BOOK REVIEW: THE WORLD TURNED UPSIDE DOWN: The Global Battle Over God, Truth, and Power, by Melanie Phillips
News Weekly, June 12, 2010
Western civilisation under "unremitting cultural assault"
THE WORLD TURNED UPSIDE DOWN: The Global Battle Over God, Truth, and Power by Melanie Phillips (New York: Encounter Books) Hardcover: 280 pages ISBN: 9781594033759 Rec. price: AUD$47.90
Reviewed by Bill Muehlenberg
In the West we are involved in a war of worldviews. On one side is the Judaeo-Christian worldview. Opposed to it are various contenders, chief of which are two main rivals: radical secular leftism, and radical Islam. Phillips notes the many striking similarities between the Western progressives and the Islamists.

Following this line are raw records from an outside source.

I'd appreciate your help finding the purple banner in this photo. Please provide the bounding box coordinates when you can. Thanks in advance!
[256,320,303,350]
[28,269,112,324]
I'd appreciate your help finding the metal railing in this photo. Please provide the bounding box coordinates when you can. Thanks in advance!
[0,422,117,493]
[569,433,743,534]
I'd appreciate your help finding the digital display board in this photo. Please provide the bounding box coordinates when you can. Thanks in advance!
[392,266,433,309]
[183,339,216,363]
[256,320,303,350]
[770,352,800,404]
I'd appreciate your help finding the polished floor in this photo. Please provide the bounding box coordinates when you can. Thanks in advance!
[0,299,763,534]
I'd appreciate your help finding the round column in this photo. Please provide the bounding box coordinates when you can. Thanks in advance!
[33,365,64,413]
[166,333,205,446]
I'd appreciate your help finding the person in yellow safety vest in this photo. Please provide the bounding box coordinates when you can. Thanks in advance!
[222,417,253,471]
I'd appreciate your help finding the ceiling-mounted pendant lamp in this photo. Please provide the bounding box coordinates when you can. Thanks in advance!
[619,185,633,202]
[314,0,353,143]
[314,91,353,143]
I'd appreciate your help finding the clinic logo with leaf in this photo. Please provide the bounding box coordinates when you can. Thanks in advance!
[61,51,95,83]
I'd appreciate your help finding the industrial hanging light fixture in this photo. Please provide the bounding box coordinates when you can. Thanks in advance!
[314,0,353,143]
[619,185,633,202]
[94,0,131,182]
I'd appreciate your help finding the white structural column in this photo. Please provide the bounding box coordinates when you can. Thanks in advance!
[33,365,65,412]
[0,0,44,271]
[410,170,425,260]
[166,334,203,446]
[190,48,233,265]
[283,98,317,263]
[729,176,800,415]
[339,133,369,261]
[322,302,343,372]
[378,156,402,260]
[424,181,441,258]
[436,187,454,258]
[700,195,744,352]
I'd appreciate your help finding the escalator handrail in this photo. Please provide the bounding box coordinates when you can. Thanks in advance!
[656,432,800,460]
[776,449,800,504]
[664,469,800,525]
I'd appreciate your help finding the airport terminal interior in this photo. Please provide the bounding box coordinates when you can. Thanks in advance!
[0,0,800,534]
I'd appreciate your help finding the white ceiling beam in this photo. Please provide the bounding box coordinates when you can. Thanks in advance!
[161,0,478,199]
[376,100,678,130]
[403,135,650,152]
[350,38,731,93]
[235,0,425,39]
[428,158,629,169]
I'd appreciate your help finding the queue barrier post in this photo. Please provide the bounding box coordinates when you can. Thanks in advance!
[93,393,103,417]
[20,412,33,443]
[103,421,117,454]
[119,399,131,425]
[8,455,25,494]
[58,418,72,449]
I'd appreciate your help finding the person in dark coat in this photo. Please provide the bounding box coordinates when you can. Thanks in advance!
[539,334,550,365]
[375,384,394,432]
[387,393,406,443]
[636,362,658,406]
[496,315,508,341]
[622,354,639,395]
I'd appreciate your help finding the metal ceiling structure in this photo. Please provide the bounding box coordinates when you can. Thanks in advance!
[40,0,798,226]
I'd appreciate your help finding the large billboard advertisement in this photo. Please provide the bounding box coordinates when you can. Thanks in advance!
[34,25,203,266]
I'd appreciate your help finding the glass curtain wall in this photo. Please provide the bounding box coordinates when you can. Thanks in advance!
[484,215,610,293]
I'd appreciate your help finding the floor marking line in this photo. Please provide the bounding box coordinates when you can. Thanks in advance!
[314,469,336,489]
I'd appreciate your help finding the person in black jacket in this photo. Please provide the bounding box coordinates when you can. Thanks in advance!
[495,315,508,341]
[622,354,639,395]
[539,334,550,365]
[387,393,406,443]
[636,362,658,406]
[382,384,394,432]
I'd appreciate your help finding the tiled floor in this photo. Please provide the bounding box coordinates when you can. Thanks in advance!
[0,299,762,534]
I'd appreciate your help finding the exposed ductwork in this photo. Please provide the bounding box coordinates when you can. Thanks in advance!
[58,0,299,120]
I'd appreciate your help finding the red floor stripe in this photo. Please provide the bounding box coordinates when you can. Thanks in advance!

Both are a threat to the free West and to Judaeo-Christian values because both pursue a program of coercive utopianism; both demonise any dissent from their ideologies; and both have declared war against Israel and the Jewish people. Furthermore, often these two forces find themselves working together in their assault on the Judaeo-Christian West.
In this volume, the incisive British journalist Melanie Phillips examines in detail these and related threats, and highlights how successful these attacks have been in the past few decades. Those who follow her regular columns for The Spectator magazine and other publications will find familiar ground here.
But this volume allows her to take her brief opinion pieces and develop them in more depth and detail. In 18 meaty chapters she chronicles this war of worldviews, and demonstrates how very much at risk Western civilisation is. She clearly delineates "the global battle over God, truth and power", as the book's subtitle puts it.
Phillips covers extensive ground in this substantial volume, offering a wide-ranging probe into the problems we face and their causes. Various confrontations with the Judaeo-Christian worldview are explored in some detail. For example, she has chapters on the radical environmental movement, including the global warming lobby.
She assesses the politicisation of science and how radical agendas are being pushed in the name of science. She also notes how "scientism" has replaced hard science, whether among the atheistic Darwinists or the climate change true believers.
The author also assesses the suicidal tendencies of the West over the past few centuries, noting how a collapse in belief in God turned out to be not liberating, as imagined, but enslaving. The rise of totalistic police-states, coercive utopias and depersonalising social engineering, have been among the bitter fruits of the attempt to sacralise man while dethroning God.
About a third of the book deals with Israel and the war against the Jews. Phillips looks at how Israel so often gets a bad press from the mainstream media, and how both the Islamists and the political left seem to have Israel in their sights.
Like all writers, she had an obvious point of reference from which she proceeds. She happens to be English, and Jewish. Thus, while the Western world is discussed in general, much of her commentary focuses on the UK in particular.
As a Jewish author, she has certain takes on other monotheistic faith systems. She calls herself "an agnostic although traditionally-minded Jew". She obviously sees Islam as a clear enemy of the Jews and of Israel. With Christianity she makes more obvious distinctions.
She rightly recognises that Protestant evangelicals are "passionately supportive of Israel" while the liberal progressive churches are mainly hostile. She sees the established Church of England as especially tainted by leftist, pagan and secular nostrums and values, including contempt for Israel.
My admittedly biased Protestantism finds what may be biases on her part concerning Christianity. She can be guilty of somewhat sweeping or overloaded charges, such as: "Medieval Christianity Â- like contemporary Islamism Â- stamped out dissent by killing or conversion."
Or she can say. rather sloppily, "The New Testament accuses the Jews of deicide and curses them for all time". Leaving aside some of these unfortunate and somewhat reckless remarks, one can take much from the book as a whole. Phillips has been a tireless defender of the West and its democratic freedoms, and quite bold in promoting Christian freedoms.
As she notes, "Christianity is under direct and unremitting cultural assault from those who want to destroy the bedrock values of Western civilisation." She has often defended the Christian faith when so many Christians were unwilling or unable to do so.
As a matter of fact, her passion in this regard puts many Christians to shame. She rightly is perplexed and dismayed at the war against the West, and why so many Westerners - including Christians - are content to stand by, watching it collapse around them.
She finishes her book by asking whether the West in fact wants to defend itself and its many important goods any longer. Or, could it be that "Western civilisation has now reached a point where it has stopped trying to survive"?
That is certainly the question of the hour. Do we have the will to resist, or have we already raised the white flag of surrender?
Phillips has done her part admirably in sounding the alarm, detailing the war we are in, and highlighting the many battlefronts on which this war is being waged.
It is to be hoped that readers of this important book will now do theirs.